In 2023/24 waren in den Freiwilligendiensten Kultur und Bildung etwa 3.000 Freiwillige deutschlandweit in 1.700 Einsatzstellen tätig, davon absolvierten 90 Prozent einen Jugendfreiwilligendienst. Laut Statistik der BKJ positionieren sich von den jungen Freiwilligen 66 Prozent als weiblich, 25 Prozent als männlich und 9 Prozent als non-binär. Etwa 15 Prozent der Freiwilligen waren zu Beginn ihres Freiwilligendienstes jünger als 18 Jahre.
Freiwillige, Träger und ein besonderer Bildungsmix
Menschen, die sich für einen Freiwilligendienst im Bereich Kultur und Bildung interessieren, haben ganz unterschiedliche Beweggründe: Die meisten jungen Freiwilligen wollen Erfahrungen in einem neuen Bereich sammeln, häufig auch, um sich beruflich zu orientieren. Die Mehrheit sieht in ihrem Freiwilligendienst außerdem eine gute Chance, sich persönlich weiterzuentwickeln. Diese Erwartungen erfüllen sich bei fast allen Freiwilligen in der Zeit ihres Freiwilligendienstes.
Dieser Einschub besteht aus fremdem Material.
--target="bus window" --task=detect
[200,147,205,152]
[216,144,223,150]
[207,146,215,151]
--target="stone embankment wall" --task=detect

So ist die Zufriedenheit der Freiwilligen mit ihrem Freiwilligendienst Kultur und Bildung sehr hoch. Viele der ehemaligen Freiwilligen betonen zudem, dass ihr Freiwilligendienst dazu beigetragen habe, dass die Bedeutung von Kunst und Kultur in ihrem Leben gewachsen sei (vgl. BKJ 2022). Einen sehr wichtigen Einfluss schreiben die Freiwilligen dabei ihrer Tätigkeit in der Einsatzstelle, aber auch der begleitenden Träger- und Seminararbeit zu (vgl. BKJ 2017).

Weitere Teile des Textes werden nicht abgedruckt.